Angel Down
- 2025 book jacket
- Author: Daniel Kraus
- Audio read by: Kirby Heyborne
- Genre: Paranormal fiction, Thrillers
- Set in: Meuse–Argonne offensive, France
- Published: July 2025
- Publisher: First Atria Books
- Publication place: United States
- Media type: Print, E-book, Audio
- Pages: 304
- Awards: See "Awards" section below
- ISBN: 9781668068458
- OCLC: 1460930642
- Website: Official website

= Angel Down (novel) =

2025 World War I novel by Daniel Kraus

Angel Down is a World War I novel, written as a single unbroken sentence, by American author Daniel Kraus. The protagonist is a draft dodger and then an army private who encounters an angel on the battlefield. It was published by Atria Books, an imprint of Simon & Schuster, in July 2025. The book won the 2026 Pulitzer Prize for Fiction.

==Premise==
Five American soldiers near the end of World War I, during the Meuse-Argonne offensive, are on a bloody battlefield in France. Major General Reis, who is focused on his own advancement, orders an infantryman, Private First Class Cyril Bagger to investigate an unearthly shrieking sound that is causing the troops to go insane. Bagger is sent out with four other soldiers, a group of misfits. First there is Arno, who is young and innocent. Next is Popkin who is very much a brute. Then there is Goodspeed who is nervously "squirming," and Veck, who is suffering from severe shell shock.

The five men discover the source of the sound is an angel, and she looks like women that each of the men recognize. She is tangled in barbed wire and emitting a very bright aura. They believe Major General Reis will try to exploit the angel for his own benefit and career advancement. Determined to keep her away from Reis, the soldiers desert their post. They carry the angel, dodging artillery fire while arguing with each other. Each man tries to gain favor with the angel hoping she will grant their personal wishes.

==Writing style==
According to Publishers Weekly, Kraus builds the tension with the rhythm of his writing, creating a sense of non-stop action because the entire story is a single sentence. Despite the pacing, the writing is also poetic, as there are lyrical passages like "Bagger sits up with vision aswirl and shoos away the filthy pelt of air, the pigeon-gray smoke and eyeball-white fog". Ben H. Winters of The New York Times says that this novel starts at the outset in the middle of a sentence and in the middle of a battle, while the narrative ends in a comma indicating that there is no conclusion, only continuation.

Winters also says that the text shows an exemplary example of the "additive style", in which the "writer's prose is associative and spontaneous, piling up new facts and ideas without necessarily spelling out their relationships.
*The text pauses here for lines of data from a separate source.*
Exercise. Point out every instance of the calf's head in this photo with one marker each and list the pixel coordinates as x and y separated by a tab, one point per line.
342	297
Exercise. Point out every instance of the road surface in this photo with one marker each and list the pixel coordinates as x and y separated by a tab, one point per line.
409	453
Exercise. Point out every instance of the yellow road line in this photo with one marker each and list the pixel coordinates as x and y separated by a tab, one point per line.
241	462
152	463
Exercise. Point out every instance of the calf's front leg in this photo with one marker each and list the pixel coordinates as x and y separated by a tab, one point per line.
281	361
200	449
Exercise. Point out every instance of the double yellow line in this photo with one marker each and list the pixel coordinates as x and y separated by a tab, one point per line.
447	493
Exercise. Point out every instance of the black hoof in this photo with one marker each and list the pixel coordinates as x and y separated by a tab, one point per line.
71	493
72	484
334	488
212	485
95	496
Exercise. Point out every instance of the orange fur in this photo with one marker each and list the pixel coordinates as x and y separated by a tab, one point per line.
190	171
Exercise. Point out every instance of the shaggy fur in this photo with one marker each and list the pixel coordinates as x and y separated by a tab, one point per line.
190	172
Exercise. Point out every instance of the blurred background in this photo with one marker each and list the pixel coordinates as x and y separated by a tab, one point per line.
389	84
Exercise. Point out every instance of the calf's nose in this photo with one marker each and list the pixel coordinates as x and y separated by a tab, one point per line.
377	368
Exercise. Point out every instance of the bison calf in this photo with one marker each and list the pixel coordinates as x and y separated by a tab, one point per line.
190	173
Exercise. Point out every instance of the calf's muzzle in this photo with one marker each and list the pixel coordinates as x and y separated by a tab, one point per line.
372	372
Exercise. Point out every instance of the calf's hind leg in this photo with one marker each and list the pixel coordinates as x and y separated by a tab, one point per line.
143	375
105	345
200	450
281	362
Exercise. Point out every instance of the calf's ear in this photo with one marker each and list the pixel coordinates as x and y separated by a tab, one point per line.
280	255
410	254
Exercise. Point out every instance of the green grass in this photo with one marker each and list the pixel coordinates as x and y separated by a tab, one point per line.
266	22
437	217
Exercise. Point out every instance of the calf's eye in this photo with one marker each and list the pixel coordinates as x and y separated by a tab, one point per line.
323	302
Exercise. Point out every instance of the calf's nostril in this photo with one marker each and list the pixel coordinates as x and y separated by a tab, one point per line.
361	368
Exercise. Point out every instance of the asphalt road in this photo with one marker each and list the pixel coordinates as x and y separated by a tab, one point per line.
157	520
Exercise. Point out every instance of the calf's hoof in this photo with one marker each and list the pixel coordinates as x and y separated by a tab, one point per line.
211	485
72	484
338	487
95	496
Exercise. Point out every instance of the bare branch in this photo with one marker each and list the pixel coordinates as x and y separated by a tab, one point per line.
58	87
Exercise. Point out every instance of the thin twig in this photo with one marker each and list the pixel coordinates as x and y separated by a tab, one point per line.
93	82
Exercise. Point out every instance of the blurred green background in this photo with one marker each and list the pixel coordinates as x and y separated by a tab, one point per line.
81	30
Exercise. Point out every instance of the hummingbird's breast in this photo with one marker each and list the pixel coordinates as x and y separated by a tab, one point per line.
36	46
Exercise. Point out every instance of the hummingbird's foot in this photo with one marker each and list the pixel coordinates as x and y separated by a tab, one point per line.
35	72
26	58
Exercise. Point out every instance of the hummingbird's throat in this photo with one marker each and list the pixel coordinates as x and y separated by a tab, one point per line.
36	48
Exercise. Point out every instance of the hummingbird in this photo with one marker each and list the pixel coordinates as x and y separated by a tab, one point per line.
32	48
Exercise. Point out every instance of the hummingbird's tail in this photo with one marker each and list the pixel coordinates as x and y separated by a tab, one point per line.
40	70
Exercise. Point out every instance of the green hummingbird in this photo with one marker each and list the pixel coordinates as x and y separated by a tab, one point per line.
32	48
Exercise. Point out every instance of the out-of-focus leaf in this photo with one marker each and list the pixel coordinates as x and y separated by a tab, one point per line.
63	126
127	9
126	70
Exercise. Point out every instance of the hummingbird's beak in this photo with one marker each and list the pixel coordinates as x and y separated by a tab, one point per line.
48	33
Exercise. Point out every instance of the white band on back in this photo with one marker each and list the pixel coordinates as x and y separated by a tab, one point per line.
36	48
The additive style — as distinct from the precise and ordered subordinating style — suggests that the relationship between events, their quote-unquote 'meaning,' is as uncertain in stories as it is in life."
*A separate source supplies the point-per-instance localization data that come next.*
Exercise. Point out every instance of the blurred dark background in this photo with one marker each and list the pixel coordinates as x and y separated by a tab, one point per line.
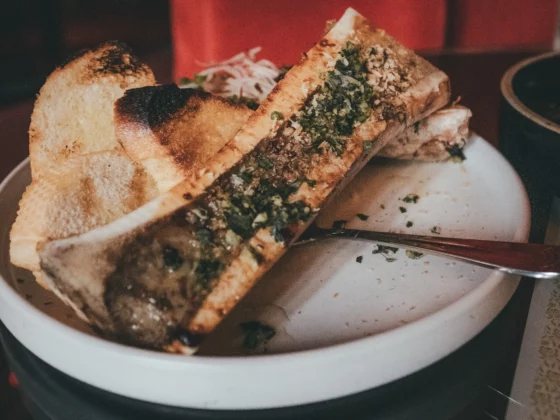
35	35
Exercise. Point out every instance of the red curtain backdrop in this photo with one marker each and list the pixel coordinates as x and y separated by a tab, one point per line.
213	30
210	30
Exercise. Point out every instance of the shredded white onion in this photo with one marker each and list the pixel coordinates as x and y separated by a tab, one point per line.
240	75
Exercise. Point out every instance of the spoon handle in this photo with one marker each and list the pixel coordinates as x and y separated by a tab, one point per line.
530	260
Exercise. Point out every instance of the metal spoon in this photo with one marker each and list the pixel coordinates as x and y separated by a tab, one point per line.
530	260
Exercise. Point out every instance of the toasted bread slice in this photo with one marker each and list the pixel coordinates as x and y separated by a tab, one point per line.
82	193
173	132
74	108
437	137
166	274
81	176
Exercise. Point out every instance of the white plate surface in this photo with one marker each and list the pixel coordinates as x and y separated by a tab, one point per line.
342	326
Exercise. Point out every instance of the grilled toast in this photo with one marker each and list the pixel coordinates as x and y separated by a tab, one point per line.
173	132
440	136
74	110
167	273
82	178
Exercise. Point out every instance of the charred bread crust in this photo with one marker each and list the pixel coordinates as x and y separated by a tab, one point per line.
116	58
174	131
154	106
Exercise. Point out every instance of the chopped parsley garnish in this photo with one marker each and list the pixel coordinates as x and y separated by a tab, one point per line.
332	112
276	115
265	163
413	254
256	334
171	258
339	224
411	198
282	72
385	249
456	153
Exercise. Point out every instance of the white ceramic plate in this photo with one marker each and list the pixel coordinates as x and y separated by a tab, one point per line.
342	326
According to Kirkus Reviews, Kraus structured the entire novel as one extended run-on sentence, broken up only by paragraph indentation. This structure works by "giving the story a relentless and intense rhythm."

==Themes==
Kirkus Reviews says that in the realm of horror, the novel vividly portrays the violence, and blood and guts of the battlefield. This continuous run-on sentence structure is applied to "keep a story moving." According to Kirkus Reviews, the latter part of the book asks philosophical questions about: Why people seem naturally inclined to wage war. What force or idea might be strong enough to stop this cycle of conflict. Charlie Jane Anders, reviewing the book for The Washington Post said, "...Angel Down jabs at the relationship between religion and patriotism, and the ways they combine to drive people into the meat-grinder of war.

==Reception==
According to Publishers Weekly, the novel is a vigorous and fresh take on the war novel genre. Winters, of The New York Times says, "Angel Down, mysterious and full of grace, may work a similar power on its readers, even as it walks the fields of death." In awarding the novel the Pulitzer Prize for Fiction, it was described as a "breathless novel of World War I, a stylistic tour-de-force that blends such genres as allegory, magical realism and science fiction into a cohesive whole, told in a single sentence."

==Awards==
In 2025, this received recognition from the following publications:

- New York Times Top 10 Books of 2025
- People Magazine Best Books of 2025
- New York Times Notable Book of 2025
- Vulture Magazines Best Books of 2025
- New York Times Editors' Choice
- Financial Times Best Book of 2025
- Vulture – The 16 Best Horror Books of 2025
- Chicago Review of Books – 12 Must-Read Books of July 2025
- Pulitzer Prize for Fiction (2026)

==Film adaptation==
In January 2026, a film adaptation was announced to be in development at Imagine Entertainment, who produced a film adaptation of Kraus's previous novel Whalefall.